Optimal scores in comparison to sum scores and parametric IRT scores
Marie Wiberg, James Ramsay & Juan Li
Session 4B, 11:20 - 12:05, VIA
Many standardized tests use sum scores, i.e. number of items correct, as a measure of test takers’ ability as they are easy to interpret and computationally fast. Sum scores have however, some limitations as they are calculated after a test has been performed and it targets the whole test and not single items. When constructing a test it is instead common to model the items with parametric item response theory (IRT). A well-known problem with parametric IRT is that not all items can be satisfactorily modeled with a parametric IRT model. Recently, optimal scores was proposed to be used in addition to sum scores and serves as a flexible alternative both for scoring the test and for estimating item characteristic curves. In optimal scores, the interaction between test takers’ performance and item impact is used, thus giving more weights to items with more information. The aim with this presentation is to present and discuss optimal scores and compare it with sum scores and parametric IRT scores using both real test data and simulated data. Examples of how to fit different real test items will be given in comparison to parametric IRT models.
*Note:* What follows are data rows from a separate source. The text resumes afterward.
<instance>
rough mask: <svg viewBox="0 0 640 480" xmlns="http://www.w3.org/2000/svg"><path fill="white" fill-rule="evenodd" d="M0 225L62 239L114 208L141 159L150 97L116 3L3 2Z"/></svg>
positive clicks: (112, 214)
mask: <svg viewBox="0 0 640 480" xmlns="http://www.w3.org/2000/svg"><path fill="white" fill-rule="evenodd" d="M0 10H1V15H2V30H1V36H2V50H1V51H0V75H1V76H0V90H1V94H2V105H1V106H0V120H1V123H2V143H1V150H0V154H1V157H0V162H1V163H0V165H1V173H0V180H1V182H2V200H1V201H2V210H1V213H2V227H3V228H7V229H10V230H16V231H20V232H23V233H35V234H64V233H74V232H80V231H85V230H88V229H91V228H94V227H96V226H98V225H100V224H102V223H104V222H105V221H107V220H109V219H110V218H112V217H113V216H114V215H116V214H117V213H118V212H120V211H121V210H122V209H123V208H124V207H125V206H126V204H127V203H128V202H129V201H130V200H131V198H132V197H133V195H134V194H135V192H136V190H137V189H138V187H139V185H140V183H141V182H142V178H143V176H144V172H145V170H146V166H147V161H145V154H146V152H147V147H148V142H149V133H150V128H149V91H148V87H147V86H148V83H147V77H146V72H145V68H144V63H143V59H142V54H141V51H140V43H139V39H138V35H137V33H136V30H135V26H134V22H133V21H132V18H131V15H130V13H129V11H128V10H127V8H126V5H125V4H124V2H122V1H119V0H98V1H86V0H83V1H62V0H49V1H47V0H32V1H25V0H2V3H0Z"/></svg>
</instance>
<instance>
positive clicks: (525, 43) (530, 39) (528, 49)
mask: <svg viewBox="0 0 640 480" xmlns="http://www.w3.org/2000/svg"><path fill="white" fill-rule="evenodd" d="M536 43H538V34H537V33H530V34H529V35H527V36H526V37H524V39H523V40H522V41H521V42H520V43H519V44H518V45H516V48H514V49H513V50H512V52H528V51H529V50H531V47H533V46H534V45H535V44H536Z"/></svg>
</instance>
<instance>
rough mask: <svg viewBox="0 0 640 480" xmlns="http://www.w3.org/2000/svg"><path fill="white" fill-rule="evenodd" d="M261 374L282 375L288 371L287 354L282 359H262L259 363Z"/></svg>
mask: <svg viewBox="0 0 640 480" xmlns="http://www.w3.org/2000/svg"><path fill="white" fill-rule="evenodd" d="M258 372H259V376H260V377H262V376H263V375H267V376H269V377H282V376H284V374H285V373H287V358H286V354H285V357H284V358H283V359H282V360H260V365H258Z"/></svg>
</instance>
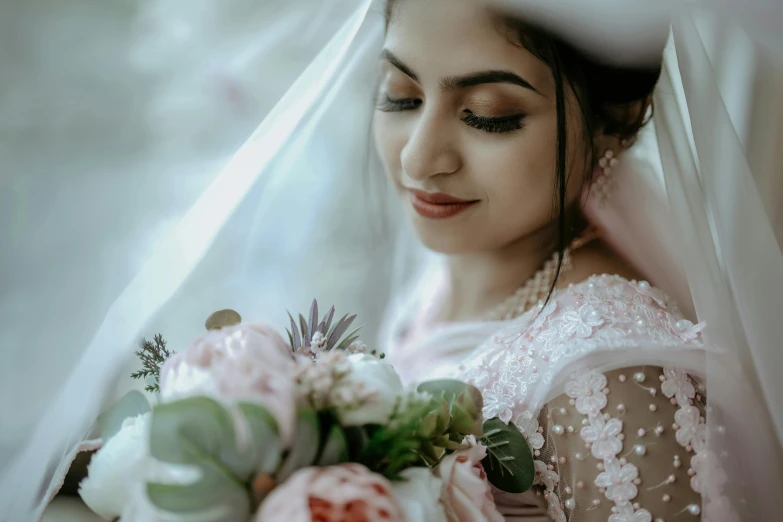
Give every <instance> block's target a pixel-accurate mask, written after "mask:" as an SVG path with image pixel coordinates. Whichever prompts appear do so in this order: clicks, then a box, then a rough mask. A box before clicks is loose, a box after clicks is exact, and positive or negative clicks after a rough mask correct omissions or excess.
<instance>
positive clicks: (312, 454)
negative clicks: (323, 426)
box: [275, 408, 321, 484]
mask: <svg viewBox="0 0 783 522" xmlns="http://www.w3.org/2000/svg"><path fill="white" fill-rule="evenodd" d="M320 430H321V428H320V423H319V422H318V414H317V413H316V412H315V410H313V409H310V408H299V410H298V411H297V412H296V429H295V431H294V433H296V437H295V438H294V442H293V446H291V450H290V451H289V452H288V455H287V456H286V459H285V462H284V463H283V466H282V467H281V468H280V470H279V471H278V472H277V476H276V477H275V479H276V480H277V483H278V484H279V483H282V482H283V481H284V480H286V479H287V478H288V477H290V476H291V475H292V474H293V473H294V472H295V471H296V470H298V469H300V468H304V467H307V466H311V465H312V464H313V462H314V461H315V457H316V456H317V455H318V446H319V442H320V439H321V432H320Z"/></svg>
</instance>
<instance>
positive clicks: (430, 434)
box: [416, 411, 439, 439]
mask: <svg viewBox="0 0 783 522" xmlns="http://www.w3.org/2000/svg"><path fill="white" fill-rule="evenodd" d="M437 430H438V412H437V411H431V412H429V413H428V414H427V415H425V416H424V418H422V419H421V424H419V428H418V430H417V433H416V434H417V435H418V436H420V437H424V438H425V439H429V438H432V437H434V436H436V435H439V433H438V432H437Z"/></svg>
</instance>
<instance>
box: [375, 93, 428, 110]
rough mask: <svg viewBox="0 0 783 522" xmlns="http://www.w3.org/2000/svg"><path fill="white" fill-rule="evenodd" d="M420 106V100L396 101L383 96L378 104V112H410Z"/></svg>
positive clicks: (416, 99) (404, 100)
mask: <svg viewBox="0 0 783 522" xmlns="http://www.w3.org/2000/svg"><path fill="white" fill-rule="evenodd" d="M420 105H421V100H417V99H414V98H401V99H399V100H397V99H394V98H390V97H389V96H383V97H382V99H381V100H380V102H379V103H378V110H379V111H383V112H400V111H412V110H414V109H418V108H419V106H420Z"/></svg>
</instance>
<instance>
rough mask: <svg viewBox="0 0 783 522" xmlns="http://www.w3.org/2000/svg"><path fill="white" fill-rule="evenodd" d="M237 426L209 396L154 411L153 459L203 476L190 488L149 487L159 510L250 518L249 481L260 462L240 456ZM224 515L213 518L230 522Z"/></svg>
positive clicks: (162, 485) (162, 405) (176, 402)
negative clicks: (177, 466)
mask: <svg viewBox="0 0 783 522" xmlns="http://www.w3.org/2000/svg"><path fill="white" fill-rule="evenodd" d="M233 422H234V421H233V419H232V417H231V415H230V414H229V412H228V411H226V409H225V408H224V407H223V406H222V405H221V404H220V403H218V402H217V401H214V400H212V399H209V398H206V397H193V398H188V399H183V400H180V401H176V402H172V403H166V404H161V405H158V406H156V407H155V409H154V410H153V411H152V421H151V423H150V453H151V454H152V457H154V458H155V459H157V460H159V461H161V462H163V463H169V464H185V465H190V466H194V467H196V468H198V470H199V472H200V474H199V475H200V476H199V478H198V479H197V480H196V481H195V482H193V483H190V484H187V485H165V484H154V483H153V484H148V485H147V493H148V494H149V496H150V500H151V501H152V502H153V503H154V504H155V505H156V506H158V507H159V508H161V509H163V510H166V511H171V512H175V513H197V512H199V513H200V512H202V511H205V510H208V511H211V510H218V511H220V510H221V509H222V510H223V511H225V510H229V511H230V512H231V513H232V515H233V516H236V517H239V518H237V519H238V520H245V519H246V518H247V517H248V516H249V514H250V501H249V497H248V494H247V489H246V486H245V483H246V481H247V480H248V479H249V478H250V476H251V473H252V471H253V467H254V464H255V463H254V462H252V461H250V460H248V458H247V457H248V456H249V455H248V454H247V453H244V452H242V453H240V449H239V448H238V447H237V437H236V433H235V430H234V424H233ZM221 512H222V511H221ZM222 517H224V518H215V519H214V520H220V519H223V520H225V514H223V515H222ZM243 517H244V518H243Z"/></svg>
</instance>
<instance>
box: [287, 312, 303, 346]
mask: <svg viewBox="0 0 783 522" xmlns="http://www.w3.org/2000/svg"><path fill="white" fill-rule="evenodd" d="M288 318H289V319H291V335H293V336H294V342H293V344H292V345H291V348H293V349H294V351H295V352H297V351H299V348H301V347H302V341H301V339H300V338H299V329H298V328H297V327H296V321H294V318H293V317H292V316H291V313H290V312H289V313H288Z"/></svg>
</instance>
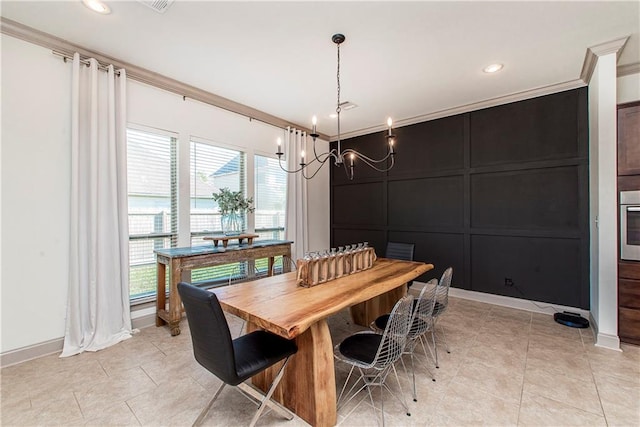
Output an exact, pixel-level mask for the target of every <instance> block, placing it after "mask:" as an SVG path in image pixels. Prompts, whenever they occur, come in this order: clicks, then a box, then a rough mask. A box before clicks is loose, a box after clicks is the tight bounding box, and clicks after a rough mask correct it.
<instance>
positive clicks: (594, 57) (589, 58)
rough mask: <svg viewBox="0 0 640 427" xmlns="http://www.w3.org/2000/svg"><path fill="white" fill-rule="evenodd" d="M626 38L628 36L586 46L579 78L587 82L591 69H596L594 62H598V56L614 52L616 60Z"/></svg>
mask: <svg viewBox="0 0 640 427" xmlns="http://www.w3.org/2000/svg"><path fill="white" fill-rule="evenodd" d="M627 40H629V36H626V37H622V38H619V39H615V40H611V41H608V42H605V43H600V44H598V45H595V46H591V47H590V48H588V49H587V52H586V53H585V56H584V62H583V63H582V71H581V72H580V78H581V79H582V80H583V81H584V82H585V83H586V84H589V82H590V81H591V76H593V71H594V70H595V69H596V64H597V63H598V57H600V56H604V55H609V54H611V53H615V54H616V61H617V59H618V58H619V57H620V52H622V49H624V46H625V44H626V43H627Z"/></svg>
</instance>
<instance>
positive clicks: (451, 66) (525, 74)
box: [0, 0, 640, 135]
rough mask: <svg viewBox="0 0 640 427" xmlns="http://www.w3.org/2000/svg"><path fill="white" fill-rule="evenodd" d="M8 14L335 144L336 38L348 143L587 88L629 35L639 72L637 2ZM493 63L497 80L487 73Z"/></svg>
mask: <svg viewBox="0 0 640 427" xmlns="http://www.w3.org/2000/svg"><path fill="white" fill-rule="evenodd" d="M106 3H107V4H108V5H109V6H110V7H111V10H112V13H111V14H110V15H98V14H96V13H94V12H92V11H90V10H89V9H87V8H86V7H85V6H84V5H83V4H82V3H81V2H80V1H79V0H77V1H63V2H53V1H45V2H32V1H21V2H11V1H2V2H1V4H0V5H1V8H2V9H1V14H2V16H4V17H6V18H9V19H11V20H14V21H18V22H20V23H22V24H25V25H27V26H30V27H33V28H36V29H39V30H41V31H44V32H46V33H49V34H52V35H55V36H57V37H60V38H63V39H65V40H68V41H70V42H72V43H75V44H78V45H81V46H83V47H85V48H87V49H90V50H94V51H98V52H100V53H103V54H105V55H108V56H112V57H115V58H118V59H120V60H122V61H124V62H129V63H132V64H135V65H138V66H140V67H143V68H146V69H148V70H151V71H155V72H157V73H160V74H163V75H165V76H168V77H171V78H174V79H177V80H179V81H182V82H184V83H187V84H190V85H193V86H196V87H199V88H201V89H204V90H206V91H209V92H212V93H215V94H217V95H220V96H223V97H226V98H229V99H232V100H234V101H236V102H239V103H242V104H245V105H248V106H250V107H253V108H256V109H258V110H262V111H265V112H267V113H270V114H272V115H275V116H278V117H281V118H283V119H285V120H288V121H290V122H293V123H297V124H300V125H303V126H306V127H309V126H310V119H311V116H312V115H313V114H317V115H318V120H319V123H318V130H319V131H320V132H322V133H326V134H329V135H335V133H336V129H335V127H336V126H335V120H332V119H330V118H329V117H328V116H329V114H330V113H332V112H333V111H334V110H335V102H336V76H335V73H336V48H335V45H334V44H333V43H332V41H331V36H332V35H333V34H334V33H338V32H341V33H343V34H345V35H346V42H345V43H344V44H343V45H342V46H341V64H342V65H341V83H342V97H341V98H342V100H343V101H351V102H353V103H355V104H357V105H358V108H356V109H354V110H350V111H347V112H344V113H343V115H342V131H343V132H357V131H361V130H363V129H368V128H375V127H377V126H379V125H382V124H383V123H384V122H385V120H386V117H387V116H392V117H393V118H394V119H396V120H401V121H402V120H404V121H405V122H406V121H410V119H412V118H415V117H419V116H425V115H429V114H433V113H436V112H438V111H442V110H448V109H452V108H456V107H461V106H464V105H468V104H473V103H476V102H480V101H484V100H488V99H493V98H498V97H504V96H508V95H511V94H515V93H519V92H523V91H530V90H534V89H537V88H544V87H547V86H552V85H558V84H564V83H567V82H575V81H577V80H578V79H579V78H580V73H581V70H582V66H583V62H584V59H585V54H586V52H587V48H589V47H591V46H595V45H598V44H601V43H604V42H608V41H611V40H615V39H618V38H621V37H625V36H631V37H630V38H629V41H628V42H627V44H626V46H625V48H624V50H623V51H622V53H621V55H620V58H619V62H618V65H619V66H620V65H627V64H637V63H640V40H639V31H640V28H639V27H640V8H639V6H640V2H638V1H629V2H610V1H604V2H561V1H555V2H481V1H474V2H451V1H448V2H417V1H414V2H392V1H388V2H362V1H361V2H320V1H316V2H309V1H306V2H269V1H259V2H214V1H208V2H206V1H181V0H176V2H175V3H173V4H172V5H171V6H170V7H169V9H168V10H167V11H166V12H165V13H164V14H159V13H157V12H155V11H153V10H152V9H150V8H148V7H147V6H145V5H143V4H142V3H140V2H136V1H106ZM493 62H501V63H503V64H504V69H503V71H501V72H499V73H496V74H485V73H483V72H482V68H483V67H485V66H486V65H488V64H490V63H493Z"/></svg>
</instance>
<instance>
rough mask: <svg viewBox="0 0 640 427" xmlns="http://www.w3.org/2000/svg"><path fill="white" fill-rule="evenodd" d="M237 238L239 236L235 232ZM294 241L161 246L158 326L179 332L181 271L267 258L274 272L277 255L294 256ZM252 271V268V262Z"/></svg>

The simulation study will examine bias and root mean squared error for optimal scores as compared with the alternatives. The results indicate that we can improve the accuracy if optimal scores are used and that optimal scores provide a flexible alternative for estimating item characteristic curves. The latter is especially of interest when we have items, which does not fit a parametric IRT models. The presentation ends with a discussion, which include some future direction of research.